Born in Cooper, F.E. Berry came to Titus County to work for O.L. Krigler, a contractor.

"Whatever there was to do with concrete, they did it," Mr. Berry said. "They worked for oil companies, utility companies, you name it. My dad went into business for himself later - I helped pour the vault at the old Guaranty Bank."

In the 1930's, a unique bootlegger lived across the highway from the motel, Mr. Williams said.

"He sold bonded whiskey," Mr. Williams said. On the three mile Saturday walk into town, Mr. Williams and his brothers were always on the lookout for liquor bottles in the bar ditch.

"The bootleggers who sold white lightning - which was all the rest of them we knew - would give a nickel a piece for those bonded whiskey bottles in the days when a pop bottle wouldn't bring but a penny. When we got to town, whatever we'd picked up we'd sell to the first bootlegger we could find," he said.

A mechanic by trade, Mr. Brockman has pieced together scraps of information about the water system. Though not working, system components were in place when he started cleaning up.

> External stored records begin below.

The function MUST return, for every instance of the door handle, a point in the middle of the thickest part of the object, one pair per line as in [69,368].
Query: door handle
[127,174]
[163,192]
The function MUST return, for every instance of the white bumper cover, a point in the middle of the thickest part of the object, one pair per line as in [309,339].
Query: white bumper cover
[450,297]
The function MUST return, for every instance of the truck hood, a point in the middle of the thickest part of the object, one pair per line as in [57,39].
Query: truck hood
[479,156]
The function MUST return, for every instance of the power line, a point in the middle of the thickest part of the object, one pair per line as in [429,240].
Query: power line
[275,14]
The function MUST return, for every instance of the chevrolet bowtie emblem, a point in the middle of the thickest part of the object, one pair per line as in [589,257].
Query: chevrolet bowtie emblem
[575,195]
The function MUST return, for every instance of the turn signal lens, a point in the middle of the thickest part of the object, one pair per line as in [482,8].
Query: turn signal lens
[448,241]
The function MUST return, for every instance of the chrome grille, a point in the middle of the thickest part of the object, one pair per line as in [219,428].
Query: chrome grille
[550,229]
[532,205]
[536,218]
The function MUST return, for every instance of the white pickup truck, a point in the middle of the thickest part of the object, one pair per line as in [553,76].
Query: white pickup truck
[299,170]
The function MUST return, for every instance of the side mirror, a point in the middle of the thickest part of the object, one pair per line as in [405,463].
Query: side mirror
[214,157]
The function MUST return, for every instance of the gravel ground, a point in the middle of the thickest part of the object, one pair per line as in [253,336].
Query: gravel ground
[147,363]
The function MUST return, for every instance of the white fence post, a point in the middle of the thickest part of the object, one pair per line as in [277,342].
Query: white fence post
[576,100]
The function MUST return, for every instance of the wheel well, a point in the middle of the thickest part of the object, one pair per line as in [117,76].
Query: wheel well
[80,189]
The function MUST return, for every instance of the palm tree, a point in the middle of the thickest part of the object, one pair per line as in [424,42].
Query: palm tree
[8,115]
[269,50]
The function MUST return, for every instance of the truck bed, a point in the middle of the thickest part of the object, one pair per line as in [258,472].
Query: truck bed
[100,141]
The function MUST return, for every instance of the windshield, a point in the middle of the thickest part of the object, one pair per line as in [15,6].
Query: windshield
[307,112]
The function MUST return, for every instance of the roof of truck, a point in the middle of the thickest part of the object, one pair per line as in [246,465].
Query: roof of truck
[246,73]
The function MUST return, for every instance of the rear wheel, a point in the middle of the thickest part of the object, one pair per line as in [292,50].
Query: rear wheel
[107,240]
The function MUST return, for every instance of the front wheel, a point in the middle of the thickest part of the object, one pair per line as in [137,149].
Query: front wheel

He's replaced the compression pump that pushed water with forced air to an immersible pump that pushes water straight to the surface - and he's measured the depth - 550 feet.

Water piped to the pool ran through two skimmers.

The light pole at the north end of the pool still stands. Mr. Berry's concrete work shows where the shower was by the picnic area, as do slabs where the picnic tables sat. On the north side, a concrete anchor that once held the pole for the sign facing the railroad remains.

Beyond his digging and working, Mr. Brockman got his information from a daughter of the Buckner family, the woman he bought the place from.

"People coming into town on the train would see the sign, the pool," he said. "When they got into town, they'd get a cab from the depot and come back out."

As for the ghost, he made believers of the family.

"I was cooking one night and had the lid to my skillet laying beside the stove," Mrs. Brockman said. "I must have turned away - when I looked back it was gone."

She hunted it until she gave up and took the skillet out to the store room. The next morning, the lid was back, sitting where she'd left it, beside the stove.

Working late one night in his shop, Mr. Brockman was repeatedly called to a knock on the door.

Finally, he called up to the house, demanding to know which of the kids was knocking on the door and then running.

"They're all inside," his wife told him.

Their ghost liked making himself known in an upstairs bedroom. He never revealed himself, but he liked moving things and over the years, he seemed to pop in and out.

It's been three years now since the last visit from the Buckner family daughter from whom they bought the place - as a child, she'd lived here a while.

She spent an afternoon recalling those times and when she left, it seems their ghost left.

"I don't believe he's been around since," Mr. Brockman said.

The story goes that the pool at El Moro Motor Courts closed forever the day one of three boys playing there drowned. Neglected for years, a thicket of willows, sapplings and vines closed around the pool. Years later, a new owner hacked through the thicket to the pool's edge where his work was answered by the sounds of children playing.
The stashed bottles Bill Bockman's found while re-building El Moro's stone retaining walls lend credence to the commonly-expressed belief that in the days when the county was dry, a man could find a drink here.
El Moro's artisan well fed fountains and falls through rock-lined streams meandering through the picnic grounds that where Bill and Sandy Bockman, Alex and Zach live.